MEPS doctors say sedentary lifestyles bad for recruits’ supple bodies and soft, soft skin
SCHENECTADY, N.Y. — Doctors serving the nation’s Military Entrance Processing Stations (MEPS) issued a scathing indictment today about the quality of today’s recruits, carrying significant implications for a Department of Defense already struggling with recruiting.
“I’ve been at MEPS for 50 years, and these are the most disappointing buttholes I’ve ever seen,” said Dr. Beauregard Evanchuck, president of the Military Entrance Examiners Union. Asked to elaborate, he cited the twin evils of junk food and video games for rectums that appeared lifeless, wan, and lacking in spunk.
“These are not the buttholes that defeated the Nazis,” he said.
Defense officials have been sounding the alarm for years regarding a downward recruitment trend, with the Army alone falling 10,000 recruits short of its 2023 goal. But no one looks more intimately at the recruiting crisis than the doctors who see it up close. Indeed, for many recruits, these professionals are the first military authority figures they meet and superiors whose orders they feel obligated to follow.
“It's well known that Washington lost more men at Valley Forge to hemorrhoids than hunger or disease," said Dr. Farragut H. Fairbanks from his office in a van near the Schenectady MEPS. “But this goes way beyond buttholes. We used to routinely encounter youthful musculature infused with a subtle, graceful virility. Now, the boys’ muscle tone barely springs back from a gentle, medically-necessary caress.”
Choncey “Cho-Mo” Morris, retired naval aviator turned MEPS doctor and author of Turn and Cough: A Retrospective, was even more blunt.
“This is nothing short of existential for the MEPS medical community. Time was, I could assess the moxie of a recruit just by gliding the back of my hand every so lightly down the curve of his spine. Now? Those backs are a minefield of anime tattoos, Spicy Cheeto-fed-acne, and gaming chair sores. These aren’t the boys I want to see dressed smartly in crisp crackerjacks, cap jauntily skewed as if to say, ‘Come and get me, you bad men.’”
Morris later clarified through his lawyer that he was referring to America’s enemies.
Although critics for generations have questioned the utility of gratuitous nakedness, rectal gazing, and abject humiliation as practical medical screening tools, Evanchuck scoffed at naysayers. “If you can’t duckwalk at MEPS, how will you duckwalk at war?”
Handed a copy of the union’s press release in his Pentagon office, Maj.
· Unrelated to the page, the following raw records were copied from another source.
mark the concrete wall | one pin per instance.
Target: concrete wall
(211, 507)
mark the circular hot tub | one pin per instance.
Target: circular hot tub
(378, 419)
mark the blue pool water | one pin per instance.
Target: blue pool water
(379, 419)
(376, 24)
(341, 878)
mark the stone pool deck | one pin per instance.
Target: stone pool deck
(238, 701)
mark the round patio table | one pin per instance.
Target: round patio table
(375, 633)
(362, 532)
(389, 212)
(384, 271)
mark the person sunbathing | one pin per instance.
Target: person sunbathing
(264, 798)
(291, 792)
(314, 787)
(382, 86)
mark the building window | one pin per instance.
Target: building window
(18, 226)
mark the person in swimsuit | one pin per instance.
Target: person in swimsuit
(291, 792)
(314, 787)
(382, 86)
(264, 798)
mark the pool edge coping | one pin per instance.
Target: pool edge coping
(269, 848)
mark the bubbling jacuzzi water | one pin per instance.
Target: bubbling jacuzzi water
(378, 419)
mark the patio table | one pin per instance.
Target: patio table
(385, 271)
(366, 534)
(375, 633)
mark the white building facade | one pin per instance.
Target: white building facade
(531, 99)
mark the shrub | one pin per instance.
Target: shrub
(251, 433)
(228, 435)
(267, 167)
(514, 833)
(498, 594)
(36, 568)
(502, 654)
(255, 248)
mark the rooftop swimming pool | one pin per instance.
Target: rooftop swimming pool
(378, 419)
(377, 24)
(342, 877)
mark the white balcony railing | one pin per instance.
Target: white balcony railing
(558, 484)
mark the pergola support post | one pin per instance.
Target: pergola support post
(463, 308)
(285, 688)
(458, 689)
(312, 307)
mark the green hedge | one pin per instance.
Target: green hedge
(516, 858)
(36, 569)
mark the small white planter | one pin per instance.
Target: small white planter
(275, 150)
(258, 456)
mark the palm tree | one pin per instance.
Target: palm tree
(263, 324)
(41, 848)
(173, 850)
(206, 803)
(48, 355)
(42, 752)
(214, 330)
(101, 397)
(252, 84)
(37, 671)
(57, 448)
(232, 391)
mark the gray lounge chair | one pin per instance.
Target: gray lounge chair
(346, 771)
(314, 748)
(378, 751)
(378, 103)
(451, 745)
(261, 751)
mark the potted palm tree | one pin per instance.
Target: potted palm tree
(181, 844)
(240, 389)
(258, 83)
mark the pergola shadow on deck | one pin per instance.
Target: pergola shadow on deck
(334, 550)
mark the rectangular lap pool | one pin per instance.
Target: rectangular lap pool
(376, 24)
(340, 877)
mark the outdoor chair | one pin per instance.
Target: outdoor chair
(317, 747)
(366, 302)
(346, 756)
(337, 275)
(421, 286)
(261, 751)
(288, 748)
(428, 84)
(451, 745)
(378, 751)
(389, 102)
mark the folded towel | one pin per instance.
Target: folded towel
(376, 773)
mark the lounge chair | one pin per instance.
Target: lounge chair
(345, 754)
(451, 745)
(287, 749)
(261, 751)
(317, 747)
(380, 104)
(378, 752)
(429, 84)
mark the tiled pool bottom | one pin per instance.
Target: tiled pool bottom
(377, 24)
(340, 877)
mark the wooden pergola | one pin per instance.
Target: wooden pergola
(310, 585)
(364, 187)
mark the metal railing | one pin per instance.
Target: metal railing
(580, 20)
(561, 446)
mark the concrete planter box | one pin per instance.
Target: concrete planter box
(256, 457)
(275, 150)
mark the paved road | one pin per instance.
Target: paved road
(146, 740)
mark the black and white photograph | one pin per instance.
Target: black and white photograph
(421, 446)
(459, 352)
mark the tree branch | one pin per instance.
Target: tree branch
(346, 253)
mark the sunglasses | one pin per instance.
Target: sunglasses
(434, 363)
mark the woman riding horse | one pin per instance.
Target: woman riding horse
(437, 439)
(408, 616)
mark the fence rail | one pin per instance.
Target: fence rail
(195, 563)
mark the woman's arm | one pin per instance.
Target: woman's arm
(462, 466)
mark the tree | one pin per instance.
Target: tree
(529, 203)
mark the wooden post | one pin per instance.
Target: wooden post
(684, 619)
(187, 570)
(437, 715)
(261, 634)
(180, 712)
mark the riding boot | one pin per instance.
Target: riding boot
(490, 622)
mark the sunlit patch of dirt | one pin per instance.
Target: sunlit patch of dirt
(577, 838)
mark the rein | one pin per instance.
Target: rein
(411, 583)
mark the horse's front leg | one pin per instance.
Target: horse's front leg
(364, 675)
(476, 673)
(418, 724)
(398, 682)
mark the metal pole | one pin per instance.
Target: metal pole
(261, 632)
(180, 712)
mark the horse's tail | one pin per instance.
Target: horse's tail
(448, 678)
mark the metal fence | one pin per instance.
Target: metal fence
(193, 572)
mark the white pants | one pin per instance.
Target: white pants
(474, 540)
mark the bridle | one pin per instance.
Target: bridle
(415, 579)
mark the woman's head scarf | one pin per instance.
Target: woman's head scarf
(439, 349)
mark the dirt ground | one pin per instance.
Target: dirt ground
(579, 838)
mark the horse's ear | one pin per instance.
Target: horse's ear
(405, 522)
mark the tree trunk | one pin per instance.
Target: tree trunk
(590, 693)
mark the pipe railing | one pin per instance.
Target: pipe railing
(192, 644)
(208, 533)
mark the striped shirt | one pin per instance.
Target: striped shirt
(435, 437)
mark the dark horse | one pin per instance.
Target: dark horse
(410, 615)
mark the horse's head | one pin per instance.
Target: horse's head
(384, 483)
Gen. Burt Rockwell, commander of the U.S. Army Recruiting Command, validated the doctors’ general contentions.
“I’m not familiar with the union’s specific concerns, but there’s no doubt that top talent is an endangered species these days.” He noted a 2020 Pentagon study concluding that 77% of young Americans are unqualified for service.
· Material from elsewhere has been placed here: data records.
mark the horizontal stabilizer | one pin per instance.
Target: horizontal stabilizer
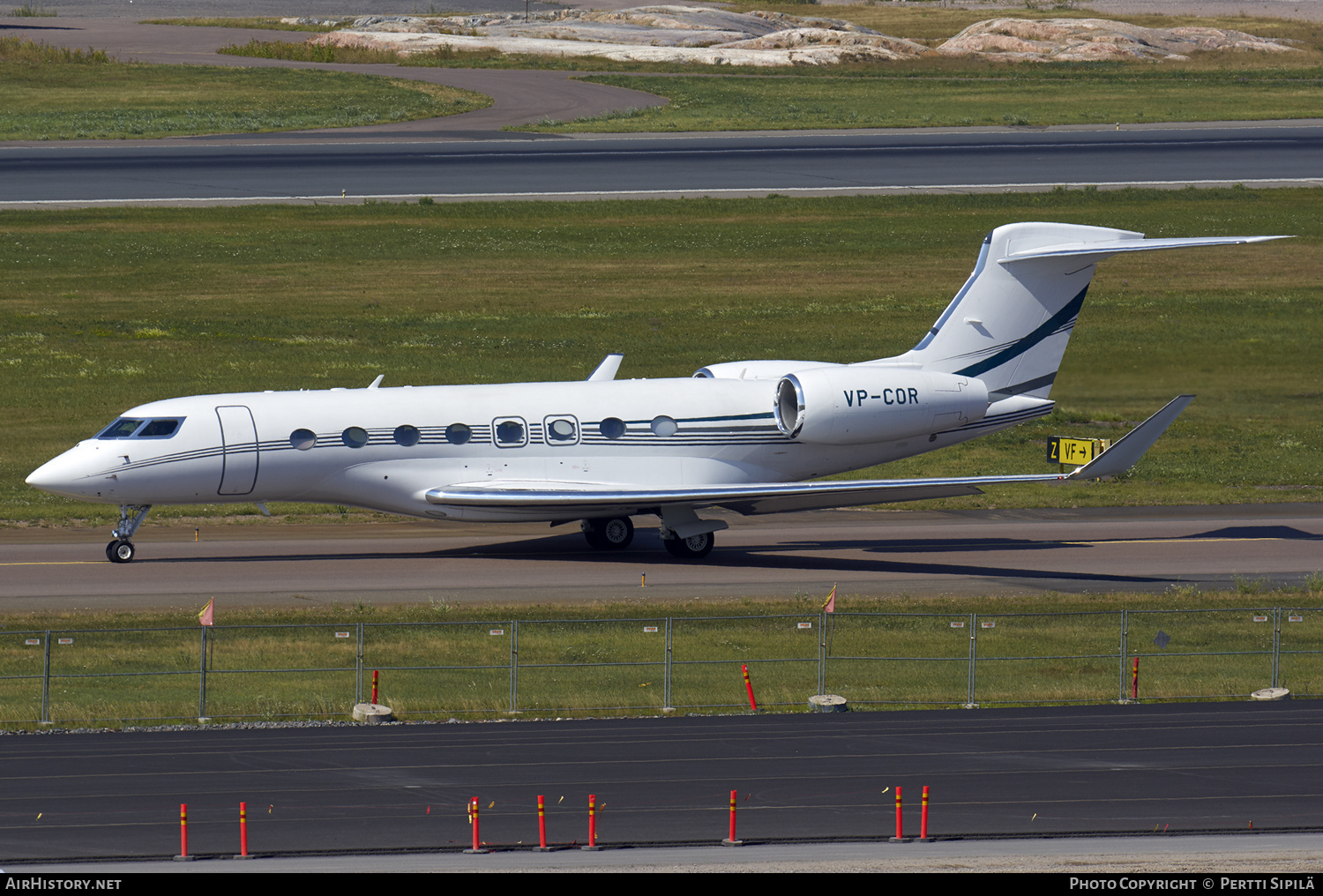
(1113, 246)
(1126, 452)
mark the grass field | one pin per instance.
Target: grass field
(102, 310)
(593, 660)
(53, 94)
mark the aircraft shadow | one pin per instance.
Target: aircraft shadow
(789, 556)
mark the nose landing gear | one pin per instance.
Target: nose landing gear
(119, 551)
(130, 518)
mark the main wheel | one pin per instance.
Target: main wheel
(614, 534)
(692, 549)
(119, 551)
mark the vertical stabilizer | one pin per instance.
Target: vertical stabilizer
(1010, 323)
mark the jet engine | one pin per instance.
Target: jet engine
(857, 404)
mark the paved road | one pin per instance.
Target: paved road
(1113, 769)
(868, 554)
(467, 156)
(1199, 856)
(274, 168)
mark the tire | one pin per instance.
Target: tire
(693, 549)
(617, 534)
(121, 551)
(611, 534)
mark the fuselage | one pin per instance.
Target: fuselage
(384, 448)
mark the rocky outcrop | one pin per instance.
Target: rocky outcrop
(1085, 40)
(773, 39)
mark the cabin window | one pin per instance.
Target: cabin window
(511, 431)
(664, 426)
(122, 428)
(561, 430)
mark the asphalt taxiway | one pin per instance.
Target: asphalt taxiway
(1246, 547)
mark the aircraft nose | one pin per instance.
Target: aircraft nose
(60, 477)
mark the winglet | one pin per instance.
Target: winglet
(608, 368)
(1132, 446)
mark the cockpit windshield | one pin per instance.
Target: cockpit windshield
(139, 428)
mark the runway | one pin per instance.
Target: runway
(1111, 769)
(471, 158)
(871, 554)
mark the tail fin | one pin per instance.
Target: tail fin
(1010, 323)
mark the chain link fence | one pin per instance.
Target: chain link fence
(648, 666)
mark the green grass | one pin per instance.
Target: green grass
(592, 660)
(55, 94)
(101, 310)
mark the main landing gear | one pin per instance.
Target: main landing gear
(613, 534)
(130, 518)
(617, 533)
(692, 549)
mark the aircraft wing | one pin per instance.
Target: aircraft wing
(585, 501)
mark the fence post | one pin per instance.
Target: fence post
(1121, 660)
(201, 679)
(974, 647)
(45, 682)
(513, 665)
(357, 671)
(666, 674)
(822, 653)
(1277, 644)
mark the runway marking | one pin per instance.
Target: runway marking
(50, 563)
(1161, 541)
(680, 192)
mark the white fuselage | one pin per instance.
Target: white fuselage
(385, 448)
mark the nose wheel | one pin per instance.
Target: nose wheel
(119, 551)
(130, 518)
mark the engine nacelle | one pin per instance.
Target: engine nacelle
(857, 404)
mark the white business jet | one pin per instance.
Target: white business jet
(740, 436)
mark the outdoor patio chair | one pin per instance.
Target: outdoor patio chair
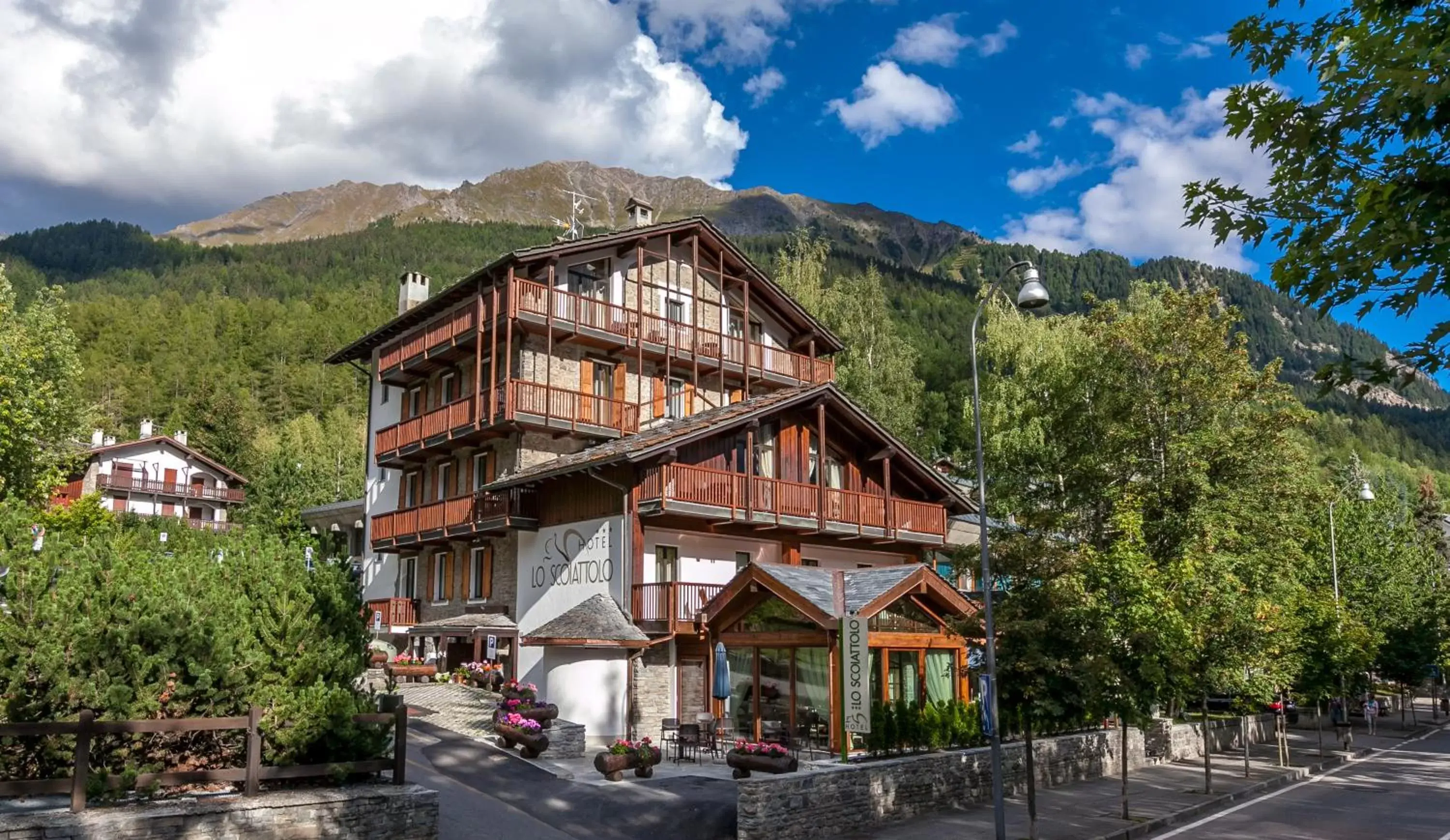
(688, 743)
“We used to get tough guys looking to prove themselves. Now we get overweight, overcaffeinated, wannabe Fortnight LARPers and ironic content creators pandering for clicks. Last month, my Harrisburg battalion only met quota because five kids wandered in chasing Charmander. I mean, how many intel troops do we really need?”
He added that he knew the recent Rand study, Why Are We Still Doing This?, which alleged a pernicious disconnect between medical screening criteria and the operational force's requirements. He agreed with the study’s recommended actions.
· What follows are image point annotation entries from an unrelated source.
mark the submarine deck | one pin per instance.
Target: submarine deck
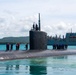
(11, 55)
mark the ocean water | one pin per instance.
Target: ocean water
(59, 65)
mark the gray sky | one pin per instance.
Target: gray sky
(17, 16)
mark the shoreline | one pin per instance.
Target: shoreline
(13, 55)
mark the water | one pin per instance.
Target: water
(62, 65)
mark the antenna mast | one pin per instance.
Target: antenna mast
(39, 23)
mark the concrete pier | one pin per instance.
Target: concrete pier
(11, 55)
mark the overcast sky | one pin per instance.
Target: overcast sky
(17, 16)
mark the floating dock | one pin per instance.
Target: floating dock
(11, 55)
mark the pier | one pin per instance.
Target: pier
(12, 55)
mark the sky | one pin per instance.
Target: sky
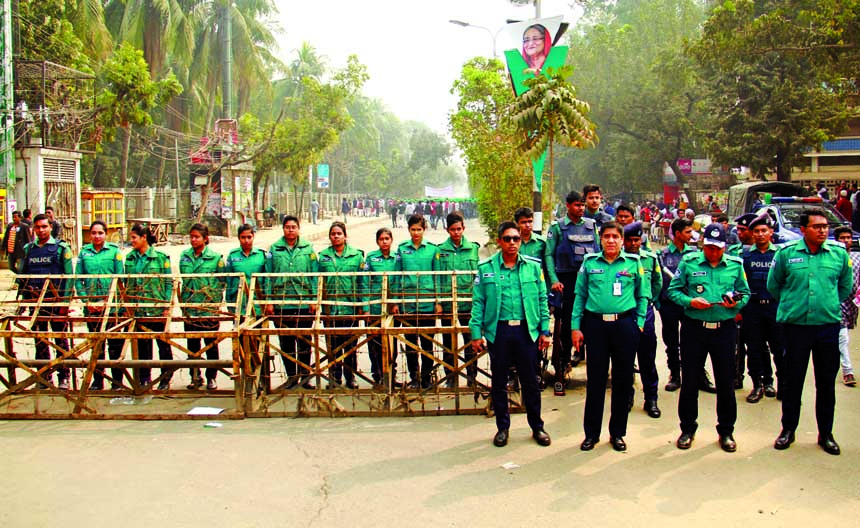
(412, 52)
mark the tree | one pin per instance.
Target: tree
(549, 112)
(772, 94)
(129, 95)
(629, 63)
(495, 166)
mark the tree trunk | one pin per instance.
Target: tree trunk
(126, 147)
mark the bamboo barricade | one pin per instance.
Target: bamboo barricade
(251, 362)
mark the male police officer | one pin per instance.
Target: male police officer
(568, 241)
(509, 312)
(762, 333)
(47, 256)
(810, 277)
(712, 288)
(647, 348)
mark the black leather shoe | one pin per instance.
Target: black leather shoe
(588, 444)
(728, 444)
(829, 445)
(674, 383)
(706, 385)
(755, 395)
(618, 443)
(685, 441)
(541, 437)
(501, 438)
(784, 440)
(652, 409)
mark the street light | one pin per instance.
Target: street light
(493, 35)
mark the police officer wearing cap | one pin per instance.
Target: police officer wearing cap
(810, 278)
(608, 314)
(762, 334)
(510, 314)
(744, 239)
(646, 352)
(569, 240)
(712, 288)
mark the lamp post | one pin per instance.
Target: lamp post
(493, 35)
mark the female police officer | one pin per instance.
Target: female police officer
(608, 314)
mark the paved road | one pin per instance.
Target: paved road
(440, 471)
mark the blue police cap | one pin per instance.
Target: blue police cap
(745, 219)
(634, 229)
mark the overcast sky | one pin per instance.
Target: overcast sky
(412, 52)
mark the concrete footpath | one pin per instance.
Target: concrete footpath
(431, 471)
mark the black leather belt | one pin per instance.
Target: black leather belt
(609, 317)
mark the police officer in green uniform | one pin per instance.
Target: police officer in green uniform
(291, 254)
(146, 260)
(248, 260)
(48, 256)
(201, 259)
(420, 298)
(569, 240)
(810, 277)
(345, 290)
(646, 351)
(509, 314)
(533, 245)
(379, 261)
(99, 258)
(608, 314)
(712, 288)
(457, 254)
“But really, that could be the title of half the reports around here, so don’t hold your breath.”
Moments later, he looked up abruptly from his copy of the union press release.
“Wait, Evanchuck?” he said. “Jesus, he was my MEPS doc. How the hell is he still alive, let alone practicing again? Is he on supervised release or something?”
At press time, Rockwell declined further comment, crawled under a desk, and pulled his knees to his chest.
Mike Charlie Delta is pretty sure the yellowcake is going to turn up.